И рядом с этим никакое ожидание самых крупных гонораров или самой громкой славы не могло бы заставить его написать хоть одну строчку, противоречащую его художественной совести. Все, что он писал, было отмечено глубочайшею художественною адекватностью и целомудрием [20, 454].

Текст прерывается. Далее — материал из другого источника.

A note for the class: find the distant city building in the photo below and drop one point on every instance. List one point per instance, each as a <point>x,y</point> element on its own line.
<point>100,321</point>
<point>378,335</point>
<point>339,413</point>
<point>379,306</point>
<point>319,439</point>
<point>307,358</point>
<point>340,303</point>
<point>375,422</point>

Иван Алексеевич Бунин. В записи Н. А. Пушешникова:
Я, вероятно, все-таки рожден стихотворцем. ‹…› Для меня главное — это найти звук. Как только я его нашел — все остальное дается само собой. Я уже знаю, что дело кончено. Но я никогда не пишу того, что мне хочется, и так, как мне хочется. Не смею. Мне хочется писать без всякой формы, не согласуясь ни с какими литературными приемами. Но какая мука, какое невероятное страдание литературное искусство! Я начинаю писать, говорю самую простую фразу, но вдруг вспоминаю, что подобную этой фразе сказал не то Лермонтов, не то Тургенев. Перевертываю фразу на другой лад, получается пошлость, изменяю по-другому — чувствую, что опять не то, что так пишет Амфитеатров или Брешко-Брешковский… Многие слова — а их невероятно много — я никогда не употребляю, слова самые обыденные. Не могу. Иногда за все утро я в силах, и то с адскими муками, написать всего несколько строк. Я не знаю, как должен оплачиваться такой анафемский труд. А между тем я получаю по тысяче рублей за лист. И говорят, что это много. Я ехал на пароходе как-то с В. И. Немировичем-Данченко. Он сказал: «Ну что, разве вы, новые, литераторы?! Я пока доеду, здесь на пароходе напишу целый роман». В сущности говоря, все литературные приемы надо послать к черту! Пусть критики едят за это сколько угодно. Иначе никогда ничего путного не напишешь. Может быть, к старости я что-нибудь путное напишу. В сущности говоря, со времени Пушкина и Лермонтова литературное мастерство не пошло вперед. Были внесены новые темы, новые чувства и проч., но самое литературное искусство не двинулось. Проза Лермонтова и Пушкина остались не превзойдены ‹…›
Я всю жизнь испытываю муки Тантала. Всю жизнь я страдаю от того, что не могу выразить того, что хочется. В сущности говоря, я занимаюсь невозможным занятием. Я изнемогаю от того, что на мир я смотрю только своими глазами и никак не могу взглянуть на него как-нибудь иначе [7, 246–248].